The focus of this assessment is the student’s ability to make use of concepts and methods covered in class as part of an analytical process to support decision-making in a non-academic context. It is not necessary that you employ every technique covered in class. It is necessary that you justify your choice of approach with reference to relevant academic and ‘grey’ literature, as well as the computational, statistical, and analytical objectives of your submission. It is perfectly possible to complete this assessment without the use of advanced analytical topics (e.g. clustering, NLP, or global/local/LISA autocorrelation methods); however, it is unlikely that you would be able to complete this assessment to a high standard without some graphs and some maps chosen for their ability to advance your argument.

The assessment may be completed without substantially new modelling or coding by drawing on the code written in practicals to develop an analysis based on the judicious use of descriptive statistics (see, for instance, Housing and Inequality in London and The suburbanisation of poverty in British cities, 2004-16: extent, processes and nature), but it is likely that a better mark will be obtained by demonstrating the capacity to go beyond exactly what was taught by selectively deploying more advanced programming techniques.

Group Disputes

In the event that there is irreconcilable disagreement within a group, we will use GitHub to determine contributions and inform individual marks.
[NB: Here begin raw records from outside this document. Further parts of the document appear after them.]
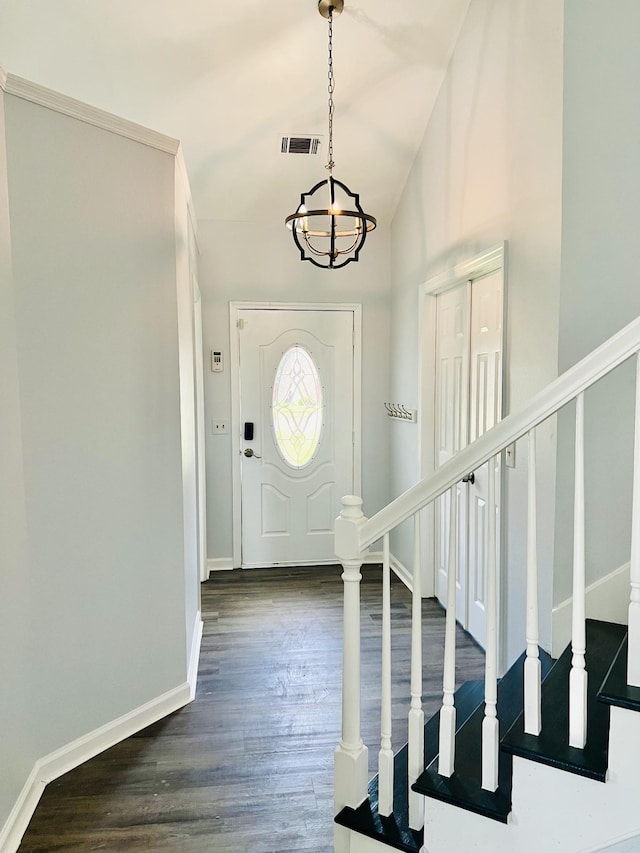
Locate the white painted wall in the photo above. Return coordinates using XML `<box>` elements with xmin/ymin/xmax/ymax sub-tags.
<box><xmin>0</xmin><ymin>88</ymin><xmax>197</xmax><ymax>840</ymax></box>
<box><xmin>391</xmin><ymin>0</ymin><xmax>563</xmax><ymax>659</ymax></box>
<box><xmin>554</xmin><ymin>0</ymin><xmax>640</xmax><ymax>603</ymax></box>
<box><xmin>0</xmin><ymin>78</ymin><xmax>37</xmax><ymax>827</ymax></box>
<box><xmin>174</xmin><ymin>159</ymin><xmax>201</xmax><ymax>665</ymax></box>
<box><xmin>198</xmin><ymin>220</ymin><xmax>389</xmax><ymax>561</ymax></box>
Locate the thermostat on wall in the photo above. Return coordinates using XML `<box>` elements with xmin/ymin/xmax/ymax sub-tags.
<box><xmin>211</xmin><ymin>349</ymin><xmax>224</xmax><ymax>373</ymax></box>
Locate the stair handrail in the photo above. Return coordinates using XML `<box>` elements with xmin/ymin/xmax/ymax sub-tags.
<box><xmin>356</xmin><ymin>317</ymin><xmax>640</xmax><ymax>557</ymax></box>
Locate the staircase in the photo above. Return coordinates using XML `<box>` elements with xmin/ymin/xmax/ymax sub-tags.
<box><xmin>335</xmin><ymin>318</ymin><xmax>640</xmax><ymax>853</ymax></box>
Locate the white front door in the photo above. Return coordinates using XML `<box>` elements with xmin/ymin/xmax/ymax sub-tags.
<box><xmin>467</xmin><ymin>273</ymin><xmax>503</xmax><ymax>647</ymax></box>
<box><xmin>237</xmin><ymin>308</ymin><xmax>354</xmax><ymax>567</ymax></box>
<box><xmin>436</xmin><ymin>283</ymin><xmax>470</xmax><ymax>627</ymax></box>
<box><xmin>435</xmin><ymin>271</ymin><xmax>503</xmax><ymax>646</ymax></box>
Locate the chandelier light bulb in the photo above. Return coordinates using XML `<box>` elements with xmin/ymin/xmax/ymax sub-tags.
<box><xmin>285</xmin><ymin>0</ymin><xmax>377</xmax><ymax>269</ymax></box>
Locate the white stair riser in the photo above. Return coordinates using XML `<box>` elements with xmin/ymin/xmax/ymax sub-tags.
<box><xmin>423</xmin><ymin>708</ymin><xmax>640</xmax><ymax>853</ymax></box>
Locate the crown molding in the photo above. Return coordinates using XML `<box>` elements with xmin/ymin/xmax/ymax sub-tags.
<box><xmin>5</xmin><ymin>69</ymin><xmax>180</xmax><ymax>156</ymax></box>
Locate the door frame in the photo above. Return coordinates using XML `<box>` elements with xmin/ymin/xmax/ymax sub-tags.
<box><xmin>418</xmin><ymin>240</ymin><xmax>509</xmax><ymax>662</ymax></box>
<box><xmin>229</xmin><ymin>302</ymin><xmax>362</xmax><ymax>568</ymax></box>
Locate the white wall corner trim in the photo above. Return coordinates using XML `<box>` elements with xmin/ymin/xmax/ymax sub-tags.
<box><xmin>207</xmin><ymin>557</ymin><xmax>233</xmax><ymax>574</ymax></box>
<box><xmin>187</xmin><ymin>610</ymin><xmax>204</xmax><ymax>702</ymax></box>
<box><xmin>3</xmin><ymin>74</ymin><xmax>180</xmax><ymax>156</ymax></box>
<box><xmin>176</xmin><ymin>142</ymin><xmax>200</xmax><ymax>254</ymax></box>
<box><xmin>551</xmin><ymin>563</ymin><xmax>630</xmax><ymax>657</ymax></box>
<box><xmin>0</xmin><ymin>680</ymin><xmax>194</xmax><ymax>853</ymax></box>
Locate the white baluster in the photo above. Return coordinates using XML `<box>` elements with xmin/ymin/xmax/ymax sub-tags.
<box><xmin>569</xmin><ymin>394</ymin><xmax>587</xmax><ymax>749</ymax></box>
<box><xmin>334</xmin><ymin>495</ymin><xmax>369</xmax><ymax>824</ymax></box>
<box><xmin>438</xmin><ymin>486</ymin><xmax>458</xmax><ymax>777</ymax></box>
<box><xmin>627</xmin><ymin>353</ymin><xmax>640</xmax><ymax>687</ymax></box>
<box><xmin>524</xmin><ymin>430</ymin><xmax>542</xmax><ymax>735</ymax></box>
<box><xmin>482</xmin><ymin>458</ymin><xmax>500</xmax><ymax>791</ymax></box>
<box><xmin>378</xmin><ymin>533</ymin><xmax>393</xmax><ymax>817</ymax></box>
<box><xmin>408</xmin><ymin>513</ymin><xmax>424</xmax><ymax>830</ymax></box>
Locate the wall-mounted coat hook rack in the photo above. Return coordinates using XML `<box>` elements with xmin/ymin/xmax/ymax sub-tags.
<box><xmin>384</xmin><ymin>403</ymin><xmax>418</xmax><ymax>424</ymax></box>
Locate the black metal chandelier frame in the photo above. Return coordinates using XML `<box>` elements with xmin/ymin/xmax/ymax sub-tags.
<box><xmin>285</xmin><ymin>0</ymin><xmax>377</xmax><ymax>269</ymax></box>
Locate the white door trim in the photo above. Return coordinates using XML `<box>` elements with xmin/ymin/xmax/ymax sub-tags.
<box><xmin>229</xmin><ymin>302</ymin><xmax>362</xmax><ymax>568</ymax></box>
<box><xmin>418</xmin><ymin>241</ymin><xmax>508</xmax><ymax>657</ymax></box>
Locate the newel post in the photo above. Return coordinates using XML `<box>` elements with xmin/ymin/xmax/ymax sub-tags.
<box><xmin>334</xmin><ymin>495</ymin><xmax>369</xmax><ymax>851</ymax></box>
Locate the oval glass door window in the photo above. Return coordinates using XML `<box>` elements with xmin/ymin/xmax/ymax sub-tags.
<box><xmin>271</xmin><ymin>344</ymin><xmax>323</xmax><ymax>468</ymax></box>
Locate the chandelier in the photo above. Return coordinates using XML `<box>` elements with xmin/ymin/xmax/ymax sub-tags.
<box><xmin>285</xmin><ymin>0</ymin><xmax>376</xmax><ymax>269</ymax></box>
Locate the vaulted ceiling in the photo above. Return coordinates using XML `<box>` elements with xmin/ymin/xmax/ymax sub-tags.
<box><xmin>0</xmin><ymin>0</ymin><xmax>470</xmax><ymax>223</ymax></box>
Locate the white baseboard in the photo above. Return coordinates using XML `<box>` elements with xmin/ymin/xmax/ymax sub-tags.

The reproducible analysis must be a runnable QMD (Quarto Markdown Document) file that addresses the set questions provided in class. The QMD file will be assessed on two components:

  1. Its reproducibility (40% of this assessment): do the analyses employed, and outputs created by the group run fully and without errors on a different computer, and do they show evidence of thought in relation to the quality of coding and outputs?
  2. Its content (60% of this assessment): do the answers written by the group engage through a mix of literature, critical thinking, and data analysis with the set questions?

Supporting Documents

  • A template should be used, though you are free to modify this template as needed. You can see both PDF and HTML output, but please only submit the PDF!